Le bornage consiste à définir juridiquement et matérialiser sur le terrain les limites de propriétés privées, appartenant ou destinées à appartenir à des propriétaires différents.
Il permet de fixer définitivement et officiellement les contenances des propriétés et leurs limites, et peut donc s'avérer important et/ou être à l'origine de litiges.
L'article 646 du code civil prévoit dans ce contexte que « tout propriétaire peut obliger son voisin au bornage de leurs propriétés contiguës. Le bornage se fait à frais communs ».
C'est une simple faculté (sauf en cas de vente d'un terrain situé dans un lotissement, le bornage étant obligatoire), laquelle est imprescriptible en tant que telle (c'est à dire que l'on peut toujours la mettre en œuvre sans condition de délai et à condition qu'un bornage contradictoire ne soit pas encore intervenu).

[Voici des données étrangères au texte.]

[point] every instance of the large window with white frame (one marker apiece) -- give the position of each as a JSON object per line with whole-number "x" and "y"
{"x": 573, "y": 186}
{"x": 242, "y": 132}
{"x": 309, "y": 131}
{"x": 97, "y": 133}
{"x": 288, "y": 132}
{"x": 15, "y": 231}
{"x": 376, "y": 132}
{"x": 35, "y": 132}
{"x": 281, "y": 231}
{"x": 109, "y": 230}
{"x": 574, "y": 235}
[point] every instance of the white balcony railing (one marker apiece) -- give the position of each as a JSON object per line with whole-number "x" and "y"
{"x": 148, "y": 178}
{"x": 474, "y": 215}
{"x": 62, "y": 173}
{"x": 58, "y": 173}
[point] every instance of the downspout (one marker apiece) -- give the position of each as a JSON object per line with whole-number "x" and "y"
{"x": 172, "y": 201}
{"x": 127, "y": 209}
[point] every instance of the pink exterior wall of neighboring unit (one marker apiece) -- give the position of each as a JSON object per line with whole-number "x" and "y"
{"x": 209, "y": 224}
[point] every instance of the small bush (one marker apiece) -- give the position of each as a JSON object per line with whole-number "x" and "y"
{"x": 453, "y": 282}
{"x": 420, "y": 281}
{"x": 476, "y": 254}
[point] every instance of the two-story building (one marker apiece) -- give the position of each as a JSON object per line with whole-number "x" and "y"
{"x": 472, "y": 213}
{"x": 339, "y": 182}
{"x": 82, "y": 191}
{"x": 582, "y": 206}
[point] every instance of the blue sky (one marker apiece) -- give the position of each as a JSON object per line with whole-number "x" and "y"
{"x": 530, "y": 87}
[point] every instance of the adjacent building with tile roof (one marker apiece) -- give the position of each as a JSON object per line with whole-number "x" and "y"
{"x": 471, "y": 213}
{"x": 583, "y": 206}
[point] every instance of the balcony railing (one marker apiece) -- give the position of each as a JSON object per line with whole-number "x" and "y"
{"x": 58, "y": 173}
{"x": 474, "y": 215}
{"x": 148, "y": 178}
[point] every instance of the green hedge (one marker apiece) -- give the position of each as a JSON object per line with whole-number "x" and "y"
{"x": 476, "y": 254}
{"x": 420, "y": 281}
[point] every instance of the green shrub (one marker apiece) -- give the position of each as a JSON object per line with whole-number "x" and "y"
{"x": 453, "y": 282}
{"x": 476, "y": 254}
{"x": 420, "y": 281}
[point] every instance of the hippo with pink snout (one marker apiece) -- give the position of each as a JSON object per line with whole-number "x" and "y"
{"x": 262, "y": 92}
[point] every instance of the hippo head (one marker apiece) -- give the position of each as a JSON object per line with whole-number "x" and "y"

Mais lorsque le bornage est sollicité par un propriétaire, une véritable obligation s'imposera à ceux des fonds contigus.
Si les dispositions de l'article 646 du code civil sont mises en œuvre, les opérations de bornage devront être réalisées de manière contradictoire, c'est à dire en présence de l'ensemble des propriétaires des parcelles concernées.
Le principe est le bornage amiable mais, à défaut d'accord entre les intéressés, l'un des propriétaires peut contraindre les autres à un bornage judiciaire.
Concrètement, il convient de saisir à cet effet le tribunal d'instance, lequel désignera un géomètre-expert chargé des opérations de bornage et homologuera ensuite le rapport qui s'imposera, dès lors, à tous.
En matière de droit immobilier c'est une notion souvent mise en œuvre, par les géomètres ou les avocats, puisqu'il est souvent indispensable de connaître les limites de sa propriété, de nombreux conflits de voisinage étant en lien avec la question.
Pour qu'un bornage soit envisageable, deux conditions principales assez simples doivent être remplies :
- des droits de propriété privée distincts entre les fonds devant être bornés,
- des fonds contigus.
En revanche, la Cour de cassation a jugé récemment (arrêt du 13 décembre 2018, n° 17-31270) que l'action en bornage ne peut être exercée lorsque des fonds sont séparés par une limite naturelle :
« Attendu, selon l'arrêt attaqué (Riom, 17 juillet 2017), que Mmes Jeannine et Anne-Marie Z... et MM. B..., C... et D... Z..., propriétaires indivis des parcelles cadastrées section [...] et [...], ainsi que Mmes Claudine et Catherine E... et M. X..., propriétaires indivis de la parcelle cadastrée même section n° [...], ont assigné en bornage M. Y..., propriétaire de la parcelle cadastrée section [...] ;
Attendu que M. X... fait grief à l'arrêt de rejeter la demande alors, selon le moyen, que la contiguïté constitue la condition nécessaire et suffisante à l'accueil d'une demande en bornage ; qu'en relevant que l'« action en bornage ne p(ourrait) être exercée lorsque les fonds sont séparés par une limite naturelle » et qu'il n'y avait pas lieu à bornage aux motifs qu'une falaise, « limite naturelle mais encore infranchissable sans moyen technique approprié » se « dessin(erait) » entre les parcelles en cause, quand cette circonstance n'était pas de nature à faire obstacle au bornage de fonds contigus, la cour d'appel a violé l'article 646 du code civil ;
Mais attendu qu'ayant retenu à bon droit que l'action en bornage ne peut être exercée lorsque des fonds sont séparés par une limite naturelle et constaté que la parcelle n° [...] était séparée des parcelles n° [...] et [...] par une falaise dessinant une limite non seulement naturelle mais encore infranchissable sans moyens techniques appropriés, la cour d'appel en a exactement déduit que l'action n'était pas fondée ».
Cette règle selon laquelle l'action en bornage ne peut être exercée lorsque des fonds sont séparés par une limite naturelle, de par sa formulation générale, semble désormais pouvoir être considérée comme s'ajoutant aux principes régissant le droit au bornage.